While she suspects she treated coronavirus patients as early as January, McLean wasn’t able to test for the novel virus until mid-March, at which point she said, “It just started exploding.” Soon after, her approximately 400-bed community hospital became full – despite the fact it had opened four new intensive care units.
“We were completely filled to capacity, we had all the ventilators in use, and we were boarding critical patients in the emergency department,” McLean recalled. “Emergency doctors were not only caring for typical emergency patients, but also providing intensive critical care to COVID patients. We were doing two very important jobs at once.”
Though necessary to contain the virus, perhaps the most difficult part of the pandemic for McLean is not being able to allow family members to visit their loved ones in the hospital.
“It is heart-wrenching,” she said. “Not being able to have family there at the bedside when their loved one may die is very difficult. The best thing you can do is maybe help with a FaceTime call with their family, which might be standing just outside the hospital, worried and crying.”

McLean has found she needs to push back personal emotions at work so she can focus on her patients. When she gets home, she makes a point of calling family and talking through her day. Unfortunately, keeping in touch with her loved ones is more difficult because she’s been apart from her husband, Jesus Montiel, since January.
Montiel, who normally travels between New York and Oregon as a clinical informaticist, agreed to stay in Portland when coronavirus cases began to rise. “It’s both a blessing and a curse,” McLean said, noting she doesn’t worry as much about him getting sick when he’s far away from New York.

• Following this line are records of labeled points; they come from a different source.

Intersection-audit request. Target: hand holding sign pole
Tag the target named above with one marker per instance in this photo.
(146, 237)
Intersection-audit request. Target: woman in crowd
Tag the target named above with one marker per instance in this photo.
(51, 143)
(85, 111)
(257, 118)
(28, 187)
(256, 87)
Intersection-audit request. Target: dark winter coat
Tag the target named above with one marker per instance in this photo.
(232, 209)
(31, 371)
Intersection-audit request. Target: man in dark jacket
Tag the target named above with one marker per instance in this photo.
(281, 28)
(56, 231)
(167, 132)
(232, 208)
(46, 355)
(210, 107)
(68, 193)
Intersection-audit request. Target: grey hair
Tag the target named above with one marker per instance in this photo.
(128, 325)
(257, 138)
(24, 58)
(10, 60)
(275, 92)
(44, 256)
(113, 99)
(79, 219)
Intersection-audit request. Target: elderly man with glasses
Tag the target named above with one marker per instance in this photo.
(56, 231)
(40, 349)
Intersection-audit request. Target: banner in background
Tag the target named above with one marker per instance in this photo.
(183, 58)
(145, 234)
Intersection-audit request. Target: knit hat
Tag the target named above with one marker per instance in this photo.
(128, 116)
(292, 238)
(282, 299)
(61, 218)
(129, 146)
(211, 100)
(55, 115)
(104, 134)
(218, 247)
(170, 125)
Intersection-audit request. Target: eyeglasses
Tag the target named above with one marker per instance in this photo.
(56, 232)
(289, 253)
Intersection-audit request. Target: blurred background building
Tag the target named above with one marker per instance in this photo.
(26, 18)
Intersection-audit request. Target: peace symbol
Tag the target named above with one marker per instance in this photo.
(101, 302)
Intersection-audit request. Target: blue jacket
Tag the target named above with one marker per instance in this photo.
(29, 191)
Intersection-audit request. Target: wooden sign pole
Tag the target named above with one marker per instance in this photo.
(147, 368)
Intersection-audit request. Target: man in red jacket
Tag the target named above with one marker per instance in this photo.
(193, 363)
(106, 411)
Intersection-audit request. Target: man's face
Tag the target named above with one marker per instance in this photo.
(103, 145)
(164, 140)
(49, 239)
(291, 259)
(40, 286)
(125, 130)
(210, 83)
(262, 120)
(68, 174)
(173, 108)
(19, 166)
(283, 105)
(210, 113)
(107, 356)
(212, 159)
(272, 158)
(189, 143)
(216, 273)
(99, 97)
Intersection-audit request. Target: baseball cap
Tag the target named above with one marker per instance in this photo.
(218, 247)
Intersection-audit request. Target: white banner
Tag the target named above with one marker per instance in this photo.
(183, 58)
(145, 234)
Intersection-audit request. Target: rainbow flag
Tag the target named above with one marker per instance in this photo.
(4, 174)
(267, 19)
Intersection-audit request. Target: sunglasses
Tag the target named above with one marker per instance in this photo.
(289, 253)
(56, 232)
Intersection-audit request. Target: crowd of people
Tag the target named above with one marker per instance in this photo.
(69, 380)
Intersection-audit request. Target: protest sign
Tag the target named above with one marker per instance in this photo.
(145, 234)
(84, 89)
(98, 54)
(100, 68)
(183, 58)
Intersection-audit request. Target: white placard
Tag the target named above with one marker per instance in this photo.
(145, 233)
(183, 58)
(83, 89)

While she’s treated fewer COVID-19 patients during the past two weeks, McLean expects there will be a second and even a third wave of cases as more people return to work and businesses reopen. In the meantime, she appreciates everyone who is following public health recommendations.
“I want to acknowledge that staying home is not easy,” McLean said. “It’s very, very difficult. My days at home and in isolation are more challenging than actually going to work. The idea of not taking direct action is tough. I have respect for everyone who’s been staying home for the past month and a half.”
One of McLean’s OHSU advisers, David Jones, M.D., recalls his former student being well-suited to handle challenges.
“Mary was remarkably resilient,” said Jones, an assistant professor of emergency medicine in the OHSU School of Medicine. “Any time there was a bump in the road, she took it in stride and said ‘this is what I need to do now, let’s go.’ That kind of approach is now paying dividends as she’s able to analytically give care to people in such extreme circumstances. That ‘stick-to-it-iveness’ is really going to be important for this pandemic and the next one.”
McLean is looking forward to the future, which will include continuing at St. John’s Riverside Hospital as an attending physician and a core faculty member.
“The past few months have been difficult, but it’s looking up,” she said. “We’re definitely seeing the light at the end of the tunnel.”
In addition to attending OHSU, McLean also worked and rotated with emergency department staff at Adventist Health Portland as part of her medical education.